Researchers Shine Ray of Hope on Poverty
One hundred years on from its establishment to investigate social deprivation, the Joseph Rowntree Foundation reports today that although the causes and definitions of poverty have changed, the poor are still with us.
More accurately, it claims the low incomes of a substantial minority in Britain still exclude them from the fruits of growing prosperity enjoyed by the majority.
The report, launched at the Foundation’s centenary conference, recorded a century of change. It describes how unemployment in the 1920s and 1930s became the leading cause of poverty. This changed in the 1950s and 1960s when the largest group became older people.
Pensioner poverty declined in the 1970s, but in the 1980s levels of unemployment and lone parenthood increased at a time of rapidly widening income inequality. In 2000, a comparison among 15 European Union and other industrialised countries showed that only the United States and Ireland had worse relative poverty rates than Britain, and only the US had a worse relative rate of child poverty.
Looking ahead brightly, the researchers say current anti-poverty policies could see falling demands for welfare benefits free up resources for those who need them. But they warn any success could be overwhelmed by widening wealth inequality and low rates of pay for unskilled workers in an increasingly cut-throat, global market.

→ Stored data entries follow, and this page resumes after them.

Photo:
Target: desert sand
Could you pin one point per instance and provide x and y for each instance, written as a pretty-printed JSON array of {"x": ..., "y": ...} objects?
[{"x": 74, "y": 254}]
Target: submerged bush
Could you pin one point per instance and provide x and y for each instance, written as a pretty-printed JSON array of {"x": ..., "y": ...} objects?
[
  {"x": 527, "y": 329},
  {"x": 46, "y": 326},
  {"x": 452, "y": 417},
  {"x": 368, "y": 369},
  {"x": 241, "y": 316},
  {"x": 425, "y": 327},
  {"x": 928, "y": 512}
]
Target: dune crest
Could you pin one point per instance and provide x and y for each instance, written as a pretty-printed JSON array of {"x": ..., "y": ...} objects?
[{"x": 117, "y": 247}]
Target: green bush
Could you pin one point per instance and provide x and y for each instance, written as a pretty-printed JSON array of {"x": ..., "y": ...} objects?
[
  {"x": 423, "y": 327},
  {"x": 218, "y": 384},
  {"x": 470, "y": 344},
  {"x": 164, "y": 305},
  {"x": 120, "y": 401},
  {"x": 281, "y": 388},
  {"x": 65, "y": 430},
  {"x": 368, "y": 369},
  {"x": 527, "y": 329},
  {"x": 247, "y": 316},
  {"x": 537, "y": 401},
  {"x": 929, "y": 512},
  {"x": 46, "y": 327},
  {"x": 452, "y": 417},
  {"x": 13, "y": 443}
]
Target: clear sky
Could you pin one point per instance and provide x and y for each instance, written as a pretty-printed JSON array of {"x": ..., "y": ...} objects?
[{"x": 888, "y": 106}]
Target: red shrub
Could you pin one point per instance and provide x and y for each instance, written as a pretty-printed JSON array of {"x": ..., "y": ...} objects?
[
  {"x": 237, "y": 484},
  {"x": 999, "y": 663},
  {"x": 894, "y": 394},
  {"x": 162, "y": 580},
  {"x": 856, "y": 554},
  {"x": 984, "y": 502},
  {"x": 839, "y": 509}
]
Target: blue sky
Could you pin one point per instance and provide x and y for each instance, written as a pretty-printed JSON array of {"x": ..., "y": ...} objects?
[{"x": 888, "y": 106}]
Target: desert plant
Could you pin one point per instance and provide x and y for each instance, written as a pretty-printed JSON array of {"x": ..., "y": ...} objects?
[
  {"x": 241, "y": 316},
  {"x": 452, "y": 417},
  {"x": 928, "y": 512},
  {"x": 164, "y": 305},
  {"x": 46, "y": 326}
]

An ageing population could also place heavy demands on social spending, leading to tax increases and reduced political enthusiasm for spending on anti-poverty policies.
Co-author Prof. John Hills said: ‘Looking ahead over the coming decades, there is no easy way of predicting whether the optimistic or the pessimistic view will prevail. But we are more likely to establish a virtuous circle if the need for progress on reducing poverty is given a high public and political profile.’